Dans une note de plaidoyer adressée notamment au ministre de la Justice et de la Sécurité publique, au ministre de la Santé publique, à la ministre à la Condition féminine, ainsi qu’aux responsables du Conseil supérieur du pouvoir judiciaire et du tribunal de première instance de Fort-Liberté, l’organisation de la société civile exprime sa « profonde préoccupation » face à la prolongation de la détention de la prévenue.
Michèle Adrien Étienne a été arrêtée au cabinet de son époux, l’avocat Gaston Étienne, bâtonnier en exercice du barreau de Fort-Liberté, dans le cadre de l’enquête sur le décès de l’avocat Albert Joseph. Selon la PGNE, aucun élément probant rendu public à ce jour ne démontrerait son implication directe dans les faits reprochés.
L’organisation affirme soutenir la recherche de la vérité dans cette affaire et appelle les autorités judiciaires à poursuivre les investigations afin d’identifier les véritables responsables.
Une détention jugée juridiquement contestable
Sur le plan juridique, la PGNE rappelle que la détention préventive doit demeurer une mesure exceptionnelle et ne peut constituer une peine anticipée. Elle souligne que les principes de présomption d’innocence, de procès équitable dans un délai raisonnable et d’interdiction des traitements inhumains ou dégradants sont garantis par le droit haïtien et les conventions internationales.
Selon la plate forme, le maintien en détention prolongée sans jugement, surtout dans un contexte de santé critique, pourrait constituer une atteinte grave aux droits fondamentaux.
La PGNE estime également que l’arrestation de Michèle Adrien Étienne soulève des interrogations quant au respect des critères juridiques justifiant une privation de liberté, notamment l’existence d’un risque de fuite, de pressions sur des témoins ou d’entrave à l’enquête.
Elle souligne par ailleurs que dans la même affaire, le pasteur Joseph Moïse, arrêté dans des circonstances similaires, a été remis en liberté tout en restant à la disposition de la justice, ce qui démontrerait l’existence d’alternatives à l’incarcération.
Une situation sanitaire préoccupante
Au-delà des arguments juridiques, la PGNE met en avant une urgence humanitaire.
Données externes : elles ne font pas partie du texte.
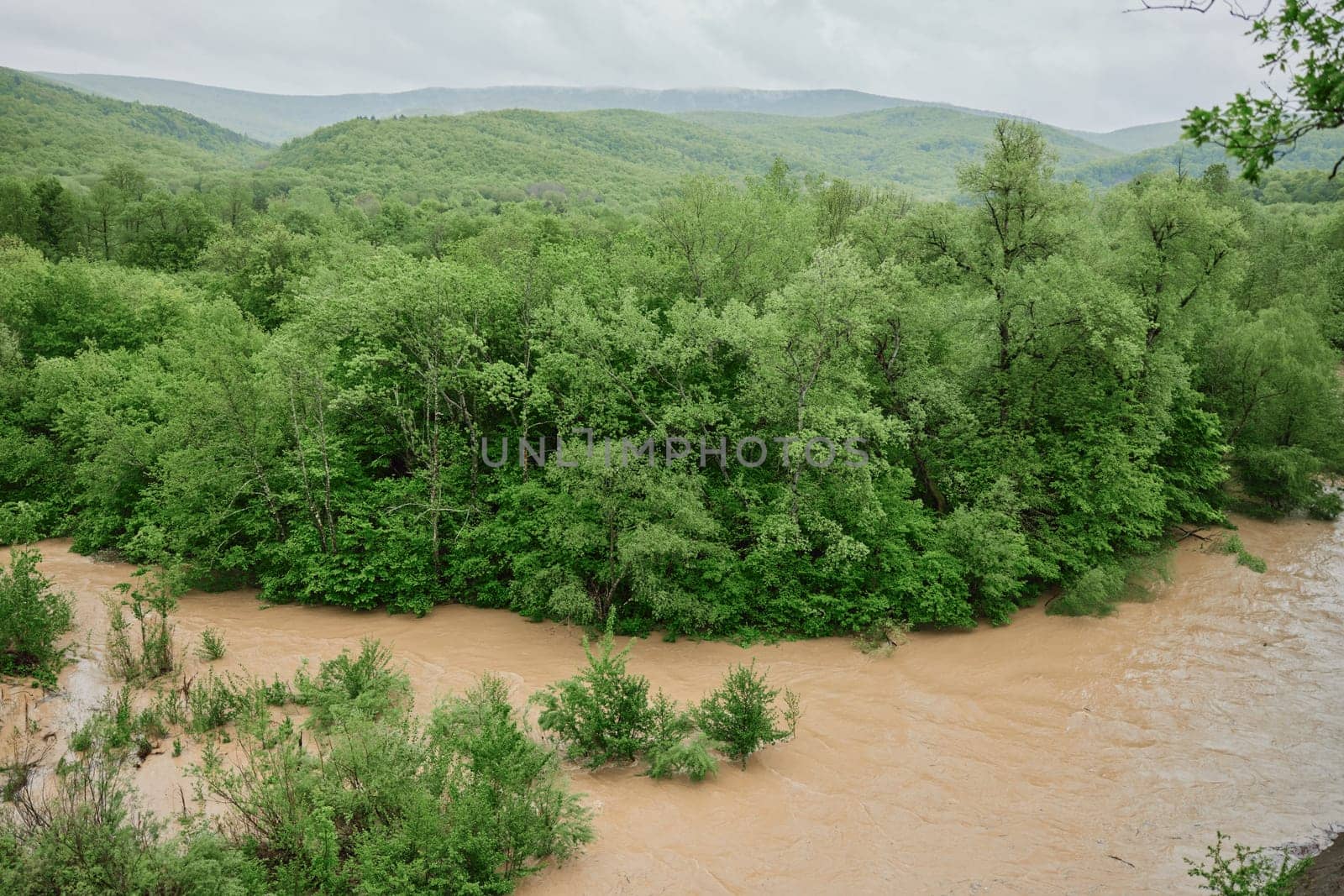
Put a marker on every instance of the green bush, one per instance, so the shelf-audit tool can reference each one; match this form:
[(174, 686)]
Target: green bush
[(1231, 543), (464, 804), (144, 651), (212, 645), (1285, 479), (743, 716), (675, 746), (365, 684), (602, 714), (33, 620), (1247, 872)]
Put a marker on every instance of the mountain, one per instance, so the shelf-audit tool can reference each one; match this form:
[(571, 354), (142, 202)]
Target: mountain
[(628, 156), (616, 155), (279, 117), (1317, 150), (1136, 139), (51, 129), (918, 148)]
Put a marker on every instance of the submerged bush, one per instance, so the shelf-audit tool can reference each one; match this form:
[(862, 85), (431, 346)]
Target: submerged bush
[(365, 684), (743, 715), (464, 802), (1285, 479), (212, 645), (602, 714), (1247, 872), (145, 649), (33, 620), (1231, 543)]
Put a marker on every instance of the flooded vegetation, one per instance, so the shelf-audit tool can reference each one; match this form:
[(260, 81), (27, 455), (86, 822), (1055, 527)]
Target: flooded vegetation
[(1058, 754)]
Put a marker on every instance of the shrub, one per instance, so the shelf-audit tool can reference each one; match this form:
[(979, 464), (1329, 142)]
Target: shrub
[(365, 684), (33, 618), (602, 714), (1247, 872), (212, 645), (1231, 543), (1284, 479), (464, 804), (675, 746), (145, 651), (741, 716)]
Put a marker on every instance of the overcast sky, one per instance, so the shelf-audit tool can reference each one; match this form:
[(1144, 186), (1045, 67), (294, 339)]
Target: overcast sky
[(1077, 63)]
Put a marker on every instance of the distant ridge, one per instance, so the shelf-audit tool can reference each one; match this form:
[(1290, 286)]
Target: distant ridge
[(279, 117)]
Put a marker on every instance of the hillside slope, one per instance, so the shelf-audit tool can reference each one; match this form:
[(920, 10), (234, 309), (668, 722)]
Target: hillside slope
[(1137, 139), (1314, 152), (50, 129), (918, 148), (617, 156), (279, 117)]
Selon l’organisation, Michèle Adrien Étienne souffre d’un cancer à un stade avancé et son état de santé se détériore progressivement.
La plate forme s’inquiète de l’accès insuffisant à des soins spécialisés en détention et estime que le maintien en prison d’une personne gravement malade n’est acceptable que si l’État peut garantir des soins médicaux appropriés.
Elle considère que la possibilité d’une assignation à résidence ou d’un contrôle judiciaire constituerait une alternative compatible avec les exigences de la procédure et le respect de la dignité humaine.
Appel aux autorités judiciaires
La PGNE demande ainsi au commissaire du gouvernement près le tribunal de première instance de Fort-Liberté, Charles Édouard Durand, qui a ordonné l’arrestation, de procéder sans délai à la libération de la détenue.
À défaut d’une libération immédiate, l’organisation sollicite l’octroi d’une liberté provisoire pour raisons médicales, accompagnée des garanties jugées nécessaires par l’autorité judiciaire.
La plate forme demande également que l’intégrité physique et morale de Michèle Adrien Étienne soit assurée et que la procédure judiciaire se déroule dans le respect des principes fondamentaux du droit.
La PGNE affirme qu’elle restera mobilisée jusqu’à ce que « le droit, dans toute sa rigueur et dans toute son humanité, prévale ».